Legal Experts Weigh In
Corporate attorney Christopher Babcock, president of the Alliance for Corporate Excellence, testified in favor of the bill, arguing that business leaders need stable legal protections to make strategic decisions.
“A basic premise of corporate governance is that decision makers need to operate under laws that are predictable, stable, and knowable, so they can deploy capital without fear of being second-guessed after the fact,” Babcock stated.
He also noted that Delaware was once the gold standard for corporate governance, but recent rulings—such as the one against Musk—have cast doubt on its reliability as a corporate hub.
“Recent decisions in that state have challenged the assumption as to whether Delaware remains the right home for corporate decision making,” he added.
“SB 29 makes Texas the right home for corporate decision makers.”
Support and Opposition: Business vs.

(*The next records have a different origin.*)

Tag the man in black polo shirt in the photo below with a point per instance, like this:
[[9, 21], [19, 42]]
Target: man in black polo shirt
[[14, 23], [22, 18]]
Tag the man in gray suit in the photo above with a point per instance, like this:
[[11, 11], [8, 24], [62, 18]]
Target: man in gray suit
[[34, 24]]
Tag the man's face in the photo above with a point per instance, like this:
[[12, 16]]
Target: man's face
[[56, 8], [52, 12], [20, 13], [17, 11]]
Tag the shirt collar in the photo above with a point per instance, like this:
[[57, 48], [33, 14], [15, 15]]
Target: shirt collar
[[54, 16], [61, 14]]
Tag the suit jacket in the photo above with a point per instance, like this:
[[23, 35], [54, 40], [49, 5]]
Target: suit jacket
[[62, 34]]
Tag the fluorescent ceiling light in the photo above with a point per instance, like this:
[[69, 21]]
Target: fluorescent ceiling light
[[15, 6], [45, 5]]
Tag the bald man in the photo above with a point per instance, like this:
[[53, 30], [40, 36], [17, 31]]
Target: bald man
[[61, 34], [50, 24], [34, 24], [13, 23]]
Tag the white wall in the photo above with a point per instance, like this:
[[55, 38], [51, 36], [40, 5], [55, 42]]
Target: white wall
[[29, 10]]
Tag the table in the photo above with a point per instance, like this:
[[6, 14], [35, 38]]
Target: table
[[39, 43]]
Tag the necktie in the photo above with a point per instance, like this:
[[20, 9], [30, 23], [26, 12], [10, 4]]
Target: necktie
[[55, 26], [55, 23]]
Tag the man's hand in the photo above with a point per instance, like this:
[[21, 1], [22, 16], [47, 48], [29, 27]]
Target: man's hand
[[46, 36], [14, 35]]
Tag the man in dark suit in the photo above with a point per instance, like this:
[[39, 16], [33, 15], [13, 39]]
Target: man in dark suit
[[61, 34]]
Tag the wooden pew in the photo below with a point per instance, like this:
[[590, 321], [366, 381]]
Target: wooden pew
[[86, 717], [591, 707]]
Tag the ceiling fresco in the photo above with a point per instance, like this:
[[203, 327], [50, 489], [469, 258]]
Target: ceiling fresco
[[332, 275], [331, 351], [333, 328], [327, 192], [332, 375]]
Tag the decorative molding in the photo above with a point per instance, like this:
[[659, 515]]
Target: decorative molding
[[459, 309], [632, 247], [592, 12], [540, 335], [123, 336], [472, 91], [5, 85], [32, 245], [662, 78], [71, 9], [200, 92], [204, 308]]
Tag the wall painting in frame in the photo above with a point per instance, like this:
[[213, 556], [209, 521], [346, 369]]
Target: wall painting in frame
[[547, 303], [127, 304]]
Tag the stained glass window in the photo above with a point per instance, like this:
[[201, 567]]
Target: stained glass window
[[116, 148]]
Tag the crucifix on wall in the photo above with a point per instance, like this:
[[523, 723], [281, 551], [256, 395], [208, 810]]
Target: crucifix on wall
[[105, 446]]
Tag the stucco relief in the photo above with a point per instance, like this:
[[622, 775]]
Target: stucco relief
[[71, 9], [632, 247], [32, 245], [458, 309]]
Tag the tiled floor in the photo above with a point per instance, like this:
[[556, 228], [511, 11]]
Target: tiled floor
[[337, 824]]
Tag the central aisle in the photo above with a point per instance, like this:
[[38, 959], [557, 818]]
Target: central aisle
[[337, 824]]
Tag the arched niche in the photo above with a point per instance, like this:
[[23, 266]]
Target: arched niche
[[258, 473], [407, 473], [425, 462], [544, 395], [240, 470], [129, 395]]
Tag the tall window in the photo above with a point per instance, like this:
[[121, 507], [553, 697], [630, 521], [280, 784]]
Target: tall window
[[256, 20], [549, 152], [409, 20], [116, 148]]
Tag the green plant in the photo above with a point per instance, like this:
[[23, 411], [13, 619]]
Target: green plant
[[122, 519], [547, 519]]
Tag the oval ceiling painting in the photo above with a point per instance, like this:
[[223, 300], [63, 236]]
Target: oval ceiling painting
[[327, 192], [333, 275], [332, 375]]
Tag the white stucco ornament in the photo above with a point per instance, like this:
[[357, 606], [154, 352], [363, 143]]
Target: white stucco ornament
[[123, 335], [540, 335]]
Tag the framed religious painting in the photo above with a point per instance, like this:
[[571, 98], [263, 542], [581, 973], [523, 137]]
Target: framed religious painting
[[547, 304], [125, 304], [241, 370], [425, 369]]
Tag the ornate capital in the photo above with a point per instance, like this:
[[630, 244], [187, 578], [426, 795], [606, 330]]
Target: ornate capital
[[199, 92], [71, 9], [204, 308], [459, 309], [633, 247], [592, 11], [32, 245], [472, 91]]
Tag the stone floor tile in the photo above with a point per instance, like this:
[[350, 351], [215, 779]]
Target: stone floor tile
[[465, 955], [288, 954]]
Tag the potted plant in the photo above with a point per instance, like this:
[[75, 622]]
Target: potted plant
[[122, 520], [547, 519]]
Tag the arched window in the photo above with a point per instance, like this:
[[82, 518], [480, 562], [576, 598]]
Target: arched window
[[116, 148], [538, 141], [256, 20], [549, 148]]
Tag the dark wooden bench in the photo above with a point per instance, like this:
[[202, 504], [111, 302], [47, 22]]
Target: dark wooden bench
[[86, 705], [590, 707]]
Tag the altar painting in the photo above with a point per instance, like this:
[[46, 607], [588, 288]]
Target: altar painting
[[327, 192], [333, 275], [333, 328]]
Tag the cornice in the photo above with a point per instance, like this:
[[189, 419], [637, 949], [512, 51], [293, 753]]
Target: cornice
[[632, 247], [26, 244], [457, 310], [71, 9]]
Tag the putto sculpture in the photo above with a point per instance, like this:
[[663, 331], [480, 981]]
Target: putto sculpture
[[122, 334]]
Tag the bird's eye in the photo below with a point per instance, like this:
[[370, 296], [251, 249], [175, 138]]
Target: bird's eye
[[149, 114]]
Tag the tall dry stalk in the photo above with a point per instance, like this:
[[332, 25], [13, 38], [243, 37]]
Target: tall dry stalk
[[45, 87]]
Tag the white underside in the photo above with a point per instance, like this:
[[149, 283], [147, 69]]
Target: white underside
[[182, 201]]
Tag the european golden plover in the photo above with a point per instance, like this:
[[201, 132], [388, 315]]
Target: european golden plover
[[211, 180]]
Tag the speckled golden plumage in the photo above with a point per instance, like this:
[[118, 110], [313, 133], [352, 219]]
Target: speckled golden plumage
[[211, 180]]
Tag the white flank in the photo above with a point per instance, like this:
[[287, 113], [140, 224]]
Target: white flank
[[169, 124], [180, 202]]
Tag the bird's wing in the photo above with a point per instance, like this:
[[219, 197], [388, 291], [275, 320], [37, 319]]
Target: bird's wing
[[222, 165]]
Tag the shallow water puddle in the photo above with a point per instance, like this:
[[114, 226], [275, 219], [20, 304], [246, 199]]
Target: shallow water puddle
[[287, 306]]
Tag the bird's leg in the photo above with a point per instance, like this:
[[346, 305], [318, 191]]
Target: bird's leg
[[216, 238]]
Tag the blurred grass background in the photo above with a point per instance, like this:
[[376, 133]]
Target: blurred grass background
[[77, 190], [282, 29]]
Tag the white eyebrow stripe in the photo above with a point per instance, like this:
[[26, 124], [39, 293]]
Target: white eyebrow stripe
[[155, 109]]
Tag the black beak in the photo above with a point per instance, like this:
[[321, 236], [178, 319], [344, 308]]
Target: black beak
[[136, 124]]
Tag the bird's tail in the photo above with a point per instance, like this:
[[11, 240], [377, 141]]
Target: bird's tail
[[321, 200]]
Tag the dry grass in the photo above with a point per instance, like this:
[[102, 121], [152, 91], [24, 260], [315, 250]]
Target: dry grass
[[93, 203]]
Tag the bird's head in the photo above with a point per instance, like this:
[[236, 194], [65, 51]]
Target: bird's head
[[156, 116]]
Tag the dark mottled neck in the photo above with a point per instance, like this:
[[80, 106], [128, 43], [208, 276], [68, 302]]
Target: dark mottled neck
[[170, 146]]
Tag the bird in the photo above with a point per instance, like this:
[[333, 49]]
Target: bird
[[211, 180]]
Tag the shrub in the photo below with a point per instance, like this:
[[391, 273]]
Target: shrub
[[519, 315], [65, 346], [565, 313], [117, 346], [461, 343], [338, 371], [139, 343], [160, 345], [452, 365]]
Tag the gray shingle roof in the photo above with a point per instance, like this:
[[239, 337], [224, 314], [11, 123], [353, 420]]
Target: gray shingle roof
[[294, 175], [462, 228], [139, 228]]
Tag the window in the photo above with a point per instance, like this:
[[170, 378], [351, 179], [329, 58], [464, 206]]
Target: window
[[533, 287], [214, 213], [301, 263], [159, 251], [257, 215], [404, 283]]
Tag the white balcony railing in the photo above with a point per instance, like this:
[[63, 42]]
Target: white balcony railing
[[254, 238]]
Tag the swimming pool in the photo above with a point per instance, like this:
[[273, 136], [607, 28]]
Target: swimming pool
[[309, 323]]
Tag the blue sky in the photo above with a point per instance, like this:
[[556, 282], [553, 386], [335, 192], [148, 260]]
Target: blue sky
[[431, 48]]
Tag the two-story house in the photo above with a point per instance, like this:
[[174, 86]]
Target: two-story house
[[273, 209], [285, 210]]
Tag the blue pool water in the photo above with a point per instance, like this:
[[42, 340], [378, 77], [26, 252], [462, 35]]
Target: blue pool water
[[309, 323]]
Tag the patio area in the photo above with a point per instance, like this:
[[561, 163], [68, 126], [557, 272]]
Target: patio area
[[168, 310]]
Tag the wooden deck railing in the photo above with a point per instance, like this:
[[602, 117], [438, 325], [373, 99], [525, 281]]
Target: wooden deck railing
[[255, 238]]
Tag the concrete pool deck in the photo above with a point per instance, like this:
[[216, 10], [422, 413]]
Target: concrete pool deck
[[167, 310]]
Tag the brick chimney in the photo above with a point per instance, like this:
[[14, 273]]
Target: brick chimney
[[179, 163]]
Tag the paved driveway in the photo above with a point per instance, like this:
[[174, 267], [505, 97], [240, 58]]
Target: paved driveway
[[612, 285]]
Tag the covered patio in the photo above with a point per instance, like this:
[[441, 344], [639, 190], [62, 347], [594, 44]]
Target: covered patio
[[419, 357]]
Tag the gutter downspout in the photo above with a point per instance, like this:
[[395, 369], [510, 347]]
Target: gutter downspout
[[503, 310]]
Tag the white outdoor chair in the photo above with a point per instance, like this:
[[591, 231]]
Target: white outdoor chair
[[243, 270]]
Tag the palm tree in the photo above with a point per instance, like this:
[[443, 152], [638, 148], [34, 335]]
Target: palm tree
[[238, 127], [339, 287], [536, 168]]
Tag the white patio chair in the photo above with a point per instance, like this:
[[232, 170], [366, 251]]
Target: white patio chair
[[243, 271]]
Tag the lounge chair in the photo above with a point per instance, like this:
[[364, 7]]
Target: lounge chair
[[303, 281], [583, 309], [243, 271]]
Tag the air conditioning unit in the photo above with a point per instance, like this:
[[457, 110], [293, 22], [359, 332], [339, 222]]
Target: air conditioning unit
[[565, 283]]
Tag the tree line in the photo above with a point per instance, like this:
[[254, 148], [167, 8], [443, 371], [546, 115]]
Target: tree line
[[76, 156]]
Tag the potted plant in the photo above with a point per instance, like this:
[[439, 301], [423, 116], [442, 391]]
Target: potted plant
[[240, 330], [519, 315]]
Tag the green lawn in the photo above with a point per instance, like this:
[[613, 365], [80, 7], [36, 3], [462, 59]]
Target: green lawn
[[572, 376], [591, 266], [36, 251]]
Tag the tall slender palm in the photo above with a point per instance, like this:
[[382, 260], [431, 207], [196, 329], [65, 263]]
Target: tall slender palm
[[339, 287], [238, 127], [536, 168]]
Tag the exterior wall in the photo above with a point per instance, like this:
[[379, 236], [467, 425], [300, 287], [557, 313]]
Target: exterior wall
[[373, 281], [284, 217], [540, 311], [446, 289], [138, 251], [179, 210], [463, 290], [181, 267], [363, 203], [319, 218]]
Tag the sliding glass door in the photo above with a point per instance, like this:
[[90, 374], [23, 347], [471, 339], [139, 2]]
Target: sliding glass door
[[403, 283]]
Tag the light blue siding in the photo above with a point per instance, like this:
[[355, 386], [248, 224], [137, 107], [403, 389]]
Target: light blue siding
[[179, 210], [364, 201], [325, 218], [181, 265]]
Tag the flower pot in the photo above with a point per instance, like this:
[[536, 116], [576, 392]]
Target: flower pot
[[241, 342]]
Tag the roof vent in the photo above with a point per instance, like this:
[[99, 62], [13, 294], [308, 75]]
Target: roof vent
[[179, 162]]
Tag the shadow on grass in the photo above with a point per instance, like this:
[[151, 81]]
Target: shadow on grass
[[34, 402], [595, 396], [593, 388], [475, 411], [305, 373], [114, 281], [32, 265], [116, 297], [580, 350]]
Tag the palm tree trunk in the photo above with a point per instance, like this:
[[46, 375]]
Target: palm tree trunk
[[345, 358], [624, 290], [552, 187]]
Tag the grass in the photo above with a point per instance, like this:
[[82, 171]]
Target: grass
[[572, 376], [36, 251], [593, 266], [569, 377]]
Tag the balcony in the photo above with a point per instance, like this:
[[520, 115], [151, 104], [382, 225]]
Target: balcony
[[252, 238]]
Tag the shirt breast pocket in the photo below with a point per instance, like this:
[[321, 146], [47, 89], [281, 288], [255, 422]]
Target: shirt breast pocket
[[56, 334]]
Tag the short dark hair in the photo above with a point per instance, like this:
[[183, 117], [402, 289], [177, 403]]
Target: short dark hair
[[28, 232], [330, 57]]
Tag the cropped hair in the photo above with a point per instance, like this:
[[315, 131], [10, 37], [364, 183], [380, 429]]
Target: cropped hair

Public Concerns
The bills have garnered strong support from business groups, with 11 organizations registering in favor of the legislation. However, six Austin residents formally opposed the bill, citing concerns that it prioritizes corporate interests over workers, consumers, and local communities.
Sen. Judith Zaffirini (D-Laredo), while indicating she would vote for the bill, pressed its supporters to address criticisms that the legislation favors businesses at the expense of broader public interests.
Babcock countered that the bill strictly addresses internal corporate governance and does not impact workers’ rights or consumer protections.
“This bill clarifies internal corporate decisions; it does not affect the rights of workers, or communities,” Babcock explained.
“Those aren't claims between a company and its workers, those aren't claims between the company and its communities, and the rights of those other constituents are preserved and not hindered at all by this bill.”
What’s Next? Texas’ Corporate Gambit Moves Forward
As SB 29 and HB 15 advance through the Texas Legislature, the battle to redefine America’s corporate headquarters landscape is heating up. With Musk already leading the charge in shifting high-profile businesses to Texas, lawmakers are hoping these reforms will entice even more companies to make the move.